The first idea is the problem of transmission-line effects showing up in on-chip interconnect. What is that? Chips are so fast now that they have to model microscopic wires across silicon as "long-distance", like the 10,000+ volt power lines that go cross-country. Similarly, there's an approach to computer architecture called Network on a Chip that turns your CPU into its own LAN. Weird. This sounds like "Powers of 10" or a fractal-based approach to solving scaling issues: If you can't make the big thing smaller, make the small thing act like a bunch of the big things (computer:ethernet::processor:network-on-a-chip).
The second idea is transactions across distributed systems. App Engine uses distributed transactions for Datastore transactions. To do this it relies on Megastore, a lesser-known piece of infrastructure at Google (though published). Megastore does inter-row transactions on Bigtable using transaction logs. It has the semantics of optimistic concurrency that are similar to STM in Haskell, like how the developer can
retry
the current transaction or give up. These two ideas connect when you consider that STM is kind of modeling a single running application as a distributed system across many cores; instead of committing transactions to disk it commits them to RAM. For me this brings up a ton of performance concerns at different scales. Here's where I'd like some help in understanding some details.

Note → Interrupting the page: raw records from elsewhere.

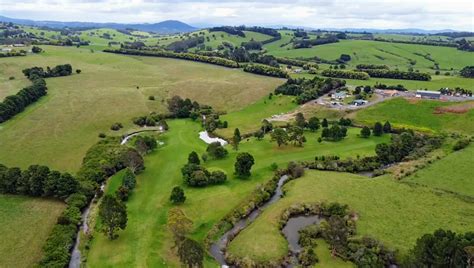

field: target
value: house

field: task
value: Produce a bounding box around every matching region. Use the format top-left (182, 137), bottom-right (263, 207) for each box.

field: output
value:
top-left (416, 90), bottom-right (441, 99)
top-left (331, 92), bottom-right (347, 100)
top-left (352, 99), bottom-right (368, 106)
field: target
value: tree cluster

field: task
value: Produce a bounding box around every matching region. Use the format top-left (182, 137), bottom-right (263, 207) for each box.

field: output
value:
top-left (321, 124), bottom-right (348, 141)
top-left (439, 87), bottom-right (472, 96)
top-left (181, 163), bottom-right (227, 187)
top-left (356, 64), bottom-right (389, 70)
top-left (166, 36), bottom-right (205, 52)
top-left (115, 168), bottom-right (137, 201)
top-left (274, 76), bottom-right (346, 104)
top-left (243, 64), bottom-right (289, 78)
top-left (321, 69), bottom-right (370, 80)
top-left (374, 82), bottom-right (407, 91)
top-left (293, 36), bottom-right (339, 49)
top-left (459, 66), bottom-right (474, 78)
top-left (0, 164), bottom-right (78, 199)
top-left (362, 69), bottom-right (432, 81)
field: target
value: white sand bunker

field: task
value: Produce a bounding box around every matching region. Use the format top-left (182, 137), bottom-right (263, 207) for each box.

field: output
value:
top-left (199, 131), bottom-right (228, 146)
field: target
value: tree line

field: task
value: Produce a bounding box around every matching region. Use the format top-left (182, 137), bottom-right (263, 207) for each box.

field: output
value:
top-left (0, 64), bottom-right (73, 124)
top-left (104, 48), bottom-right (240, 68)
top-left (361, 68), bottom-right (432, 81)
top-left (243, 64), bottom-right (289, 78)
top-left (321, 69), bottom-right (370, 80)
top-left (166, 36), bottom-right (205, 52)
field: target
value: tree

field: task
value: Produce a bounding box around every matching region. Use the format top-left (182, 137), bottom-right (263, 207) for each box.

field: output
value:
top-left (408, 229), bottom-right (474, 268)
top-left (170, 186), bottom-right (186, 204)
top-left (373, 122), bottom-right (383, 136)
top-left (288, 126), bottom-right (306, 147)
top-left (188, 151), bottom-right (200, 165)
top-left (177, 237), bottom-right (204, 268)
top-left (261, 119), bottom-right (273, 134)
top-left (322, 118), bottom-right (328, 128)
top-left (360, 126), bottom-right (371, 138)
top-left (206, 142), bottom-right (228, 159)
top-left (235, 152), bottom-right (255, 177)
top-left (295, 112), bottom-right (306, 128)
top-left (232, 128), bottom-right (241, 151)
top-left (383, 121), bottom-right (392, 133)
top-left (254, 129), bottom-right (264, 140)
top-left (31, 46), bottom-right (43, 53)
top-left (99, 195), bottom-right (127, 240)
top-left (271, 128), bottom-right (289, 147)
top-left (122, 168), bottom-right (136, 189)
top-left (307, 117), bottom-right (320, 132)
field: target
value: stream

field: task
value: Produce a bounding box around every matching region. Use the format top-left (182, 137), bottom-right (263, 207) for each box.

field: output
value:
top-left (68, 130), bottom-right (154, 268)
top-left (209, 175), bottom-right (290, 266)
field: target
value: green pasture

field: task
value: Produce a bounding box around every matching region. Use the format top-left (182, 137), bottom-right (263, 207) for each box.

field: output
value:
top-left (355, 98), bottom-right (474, 134)
top-left (228, 170), bottom-right (474, 262)
top-left (0, 195), bottom-right (65, 267)
top-left (86, 119), bottom-right (388, 267)
top-left (0, 46), bottom-right (282, 172)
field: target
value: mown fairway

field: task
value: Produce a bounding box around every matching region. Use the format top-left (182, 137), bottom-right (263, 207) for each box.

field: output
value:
top-left (86, 119), bottom-right (388, 267)
top-left (0, 195), bottom-right (65, 267)
top-left (267, 39), bottom-right (474, 73)
top-left (0, 46), bottom-right (282, 171)
top-left (355, 98), bottom-right (474, 134)
top-left (405, 144), bottom-right (474, 197)
top-left (227, 170), bottom-right (474, 261)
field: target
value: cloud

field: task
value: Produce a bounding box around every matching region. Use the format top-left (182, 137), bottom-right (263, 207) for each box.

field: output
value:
top-left (0, 0), bottom-right (472, 30)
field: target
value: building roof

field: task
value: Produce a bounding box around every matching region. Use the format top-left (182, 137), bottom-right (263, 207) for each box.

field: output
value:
top-left (416, 90), bottom-right (441, 95)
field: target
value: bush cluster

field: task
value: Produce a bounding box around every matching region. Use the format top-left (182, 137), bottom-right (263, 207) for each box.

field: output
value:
top-left (181, 163), bottom-right (227, 187)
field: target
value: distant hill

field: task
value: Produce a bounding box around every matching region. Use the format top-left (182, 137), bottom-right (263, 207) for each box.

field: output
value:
top-left (0, 15), bottom-right (197, 34)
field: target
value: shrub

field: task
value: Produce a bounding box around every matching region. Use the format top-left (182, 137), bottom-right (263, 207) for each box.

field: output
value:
top-left (170, 186), bottom-right (186, 204)
top-left (110, 122), bottom-right (123, 131)
top-left (453, 139), bottom-right (470, 151)
top-left (148, 95), bottom-right (155, 100)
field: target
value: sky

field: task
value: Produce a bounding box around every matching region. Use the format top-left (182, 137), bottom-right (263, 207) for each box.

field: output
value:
top-left (1, 0), bottom-right (473, 30)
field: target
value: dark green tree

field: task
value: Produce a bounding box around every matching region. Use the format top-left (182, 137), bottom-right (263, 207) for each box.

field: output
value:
top-left (177, 238), bottom-right (204, 268)
top-left (360, 126), bottom-right (371, 138)
top-left (206, 142), bottom-right (228, 159)
top-left (235, 152), bottom-right (255, 177)
top-left (373, 122), bottom-right (383, 136)
top-left (307, 117), bottom-right (320, 132)
top-left (322, 118), bottom-right (328, 128)
top-left (170, 186), bottom-right (186, 204)
top-left (295, 112), bottom-right (306, 128)
top-left (383, 121), bottom-right (392, 133)
top-left (188, 151), bottom-right (200, 165)
top-left (99, 195), bottom-right (128, 240)
top-left (233, 128), bottom-right (241, 151)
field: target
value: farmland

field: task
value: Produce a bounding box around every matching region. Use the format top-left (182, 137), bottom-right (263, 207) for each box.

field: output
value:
top-left (86, 120), bottom-right (389, 267)
top-left (0, 45), bottom-right (282, 171)
top-left (227, 170), bottom-right (474, 261)
top-left (1, 20), bottom-right (473, 268)
top-left (0, 195), bottom-right (65, 267)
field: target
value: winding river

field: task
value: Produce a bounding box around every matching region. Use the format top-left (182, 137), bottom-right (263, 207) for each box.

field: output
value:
top-left (68, 130), bottom-right (158, 268)
top-left (209, 175), bottom-right (290, 266)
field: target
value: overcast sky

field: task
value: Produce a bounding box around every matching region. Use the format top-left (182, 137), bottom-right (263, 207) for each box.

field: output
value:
top-left (1, 0), bottom-right (473, 30)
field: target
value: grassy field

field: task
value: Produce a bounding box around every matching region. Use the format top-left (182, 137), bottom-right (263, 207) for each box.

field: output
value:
top-left (190, 30), bottom-right (273, 51)
top-left (404, 144), bottom-right (474, 197)
top-left (215, 94), bottom-right (298, 137)
top-left (354, 98), bottom-right (474, 134)
top-left (86, 119), bottom-right (388, 267)
top-left (0, 46), bottom-right (282, 172)
top-left (227, 170), bottom-right (474, 262)
top-left (0, 195), bottom-right (65, 267)
top-left (267, 39), bottom-right (474, 73)
top-left (0, 59), bottom-right (31, 100)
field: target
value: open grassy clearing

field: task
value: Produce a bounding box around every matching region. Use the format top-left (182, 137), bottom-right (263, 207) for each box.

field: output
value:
top-left (228, 170), bottom-right (474, 262)
top-left (0, 46), bottom-right (282, 172)
top-left (0, 59), bottom-right (32, 100)
top-left (404, 144), bottom-right (474, 197)
top-left (86, 119), bottom-right (388, 267)
top-left (0, 195), bottom-right (65, 267)
top-left (354, 97), bottom-right (474, 134)
top-left (267, 39), bottom-right (474, 73)
top-left (215, 94), bottom-right (298, 137)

At the macro scale, I know that distributed transactions have a large coordination overhead that limits their throughput significantly. A rule of thumb for App Engine is don't rely on a single entity group (the primitive of transactionality) exceeding 1 transaction per second for 1MB rows (this is different than cross-entity-group writes, which are effectively boundless). What is the practical limit for writes/second of 1MB of data to a single variable in STM? Awful ballpark: If a distributed transaction commit takes 1 second due to disk seeks/network latency and RAM is 100x faster than disk, then naively single-variable STM-writes under gross contention should max out at ~100MB writes/sec (I bet that's way off).
At the micro scale, I know that accessing the same part of memory from multiple cores simultaneously can be extremely expensive. The reason is that each core has its own caches; writing to shared memory regions requires cross-core cache invalidations to keep the independent caches coherent. As I understand it, the reason why tcmalloc and other thread-local libraries have such huge performance gains is because they avoid cache performance issues. With multiple threads/cores writing to the same data locations, how can STM work around cache invalidation issues to achieve good memory performance?
So far it seems like STM is mostly used for lock-free/low-overhead collection datastructures (linked-lists, binary trees, hashtables), which may have significantly lower coordination overhead (though still significant) due to their size and shape. I'd love to see an apples-to-apples comparison of locked memory throughput of STM versus traditional mutexes.